A multi-institutional study led by a Massachusetts General Hospital (MGH) investigator finds significant racial disparities in the risk that patients being treated for gout will develop a serious, sometimes life-threatening adverse reaction to the most commonly prescribed medication. The increased risk closely correlates with the frequency of a gene variant previously associated with that adverse reaction, supporting recommendations to screen for that variant in patients from those populations.
"We found that Asian and black patients have a substantially higher risk of severe cutaneous adverse reactions to urate-lowering drugs than do white or Hispanic patients, which correlates with the frequency of the HLA-B*5801 gene in their U.S. populations," says Hyon K. Choi, MD, DrPH, of the MGH Division of Rheumatology, Allergy and Immunology, senior author of the report that has been published online in Seminars in Arthritis and Rheumatism. "This risk is almost certainly due to allopurinol, the dominant urate-lowering drug in the U.S., and screening gout patients from those populations for the HLA-B*5801 variant could help increase treatment safety."
Caused by excessive levels of uric acid in the body, gout involves the deposition of uric acid crystals in the joints, leading to inflammation and significant pain. Treatment can involve dietary changes - including reduced protein intake and alcohol consumption - anti-inflammatory and pain-relieving drugs, as well as urate-lowering medications. More than 95 percent of U.S. prescriptions for such drugs are for allopurinol.
Severe cutaneous reactions to allopurinol - which are called toxic epidermal necrolysis (TEN) and Stevens-Johnson syndrome (SJS) - are rare, but can be extremely serious.
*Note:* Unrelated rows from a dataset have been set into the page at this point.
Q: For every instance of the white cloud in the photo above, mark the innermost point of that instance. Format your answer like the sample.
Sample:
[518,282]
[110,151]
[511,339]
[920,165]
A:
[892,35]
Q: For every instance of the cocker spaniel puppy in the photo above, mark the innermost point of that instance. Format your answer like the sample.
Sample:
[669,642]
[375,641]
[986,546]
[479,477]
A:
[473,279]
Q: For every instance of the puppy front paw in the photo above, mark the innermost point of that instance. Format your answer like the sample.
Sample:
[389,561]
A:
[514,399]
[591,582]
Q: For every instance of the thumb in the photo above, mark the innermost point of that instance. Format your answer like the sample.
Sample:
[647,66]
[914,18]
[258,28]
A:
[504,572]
In TEN, overwhelming inflammation causes the outer layer of skin to separate from the underlying layers, leaving the body open to severe infections. SJS/TEN can be fatal more than 30 percent of the time and may involve other major organs, potentially leaving survivors with long-term damage to the kidneys or eyes.
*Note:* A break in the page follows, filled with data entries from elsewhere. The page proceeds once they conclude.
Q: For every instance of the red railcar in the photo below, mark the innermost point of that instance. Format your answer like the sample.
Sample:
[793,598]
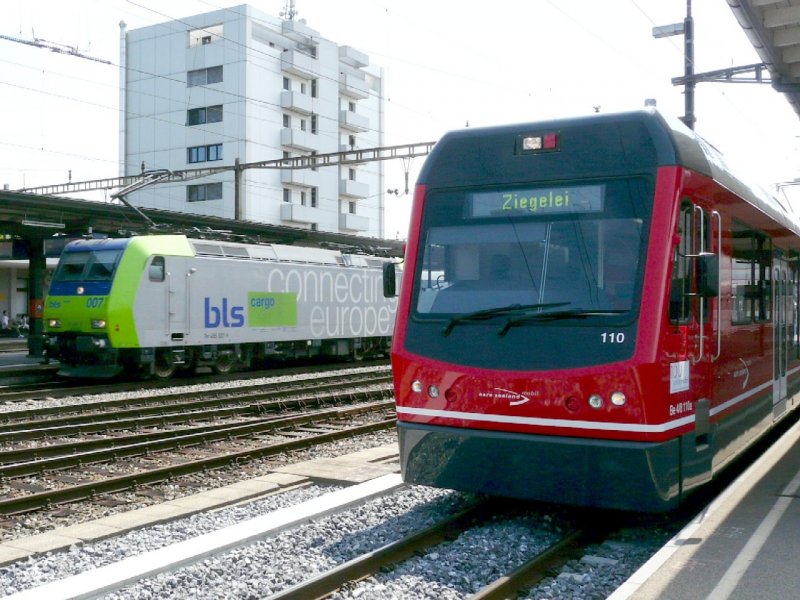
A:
[594,311]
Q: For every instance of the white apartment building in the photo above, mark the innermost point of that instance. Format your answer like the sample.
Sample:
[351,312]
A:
[239,85]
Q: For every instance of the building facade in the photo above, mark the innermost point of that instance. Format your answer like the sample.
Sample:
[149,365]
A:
[239,86]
Studies have associated the HLA-B*5801 variant with the risk of these reactions in particular Asian populations - Koreans, Japanese, Thai and Han Chinese - and in some Europeans; and the current study was designed to investigate whether the frequency of the HLA-B*5801 variant across races leads to significant racial disparities in the risk of severe cutaneous reactions to urate-lowering drugs in a representative U.S. population. The researchers examined data covering 2009 to 2013 from the Nationwide Inpatient Sample of the Agency for Healthcare Research and Quality.
From that database of between 5 and 8 million hospitalizations each year, they identified 606 with a principal diagnosis of SJS/TEN related to an adverse reaction to urate-lowering drugs. While the database does not include information on specific medications, the frequency with which allopurinol is prescribed implies that most, if not all, of those reactions involved that drug, the authors note.
Among patients with that diagnosis, there was a significant over-representation of Asian and black patients compared with whites. For example, while another database indicates that Asian patients represented only 2 percent of U.S. allopurinol users in 2011-12, they represented 27 percent of those hospitalized for SJS/TEN related to urate-lowering drugs. Black patients represented 13 percent of allopurinol users and 26 percent of hospitalizations, while white patients represented 81 percent of allopurinol users but only 29 percent of hospitalizations. The number of Hispanic patients in the hospitalization database with this diagnosis was extremely small.
Overall the risk of these dangerous reactions was 12 times higher for Asian patients and 5 times higher for black patients compared with white patients. Those differences are closely aligned with the frequency of the HLA-B*5801 variant in those populations - a 7.4 percent frequency in Asians, 4 percent in blacks, and 1 percent in both whites and Hispanics.
"Since no other urate-lowering drug is an established cause for these severe adverse reactions, our findings support the use of vigilance when considering allopurinol for Asian and black patients with gout," says Choi, who is a professor of Medicine at Harvard Medical School. "Right now, we recommend testing for the HLA-B*5801 variant among those patients, and further research may help to identify additional factors that can improve risk management. It should also be noted that our findings apply almost exclusively to patients who are starting allopurinol, since nearly all of these severe adverse events occur during the first three to six months of treatment. Patients who have been tolerating allopurinol after the initial few months almost certainly do not have to worry about these reactions."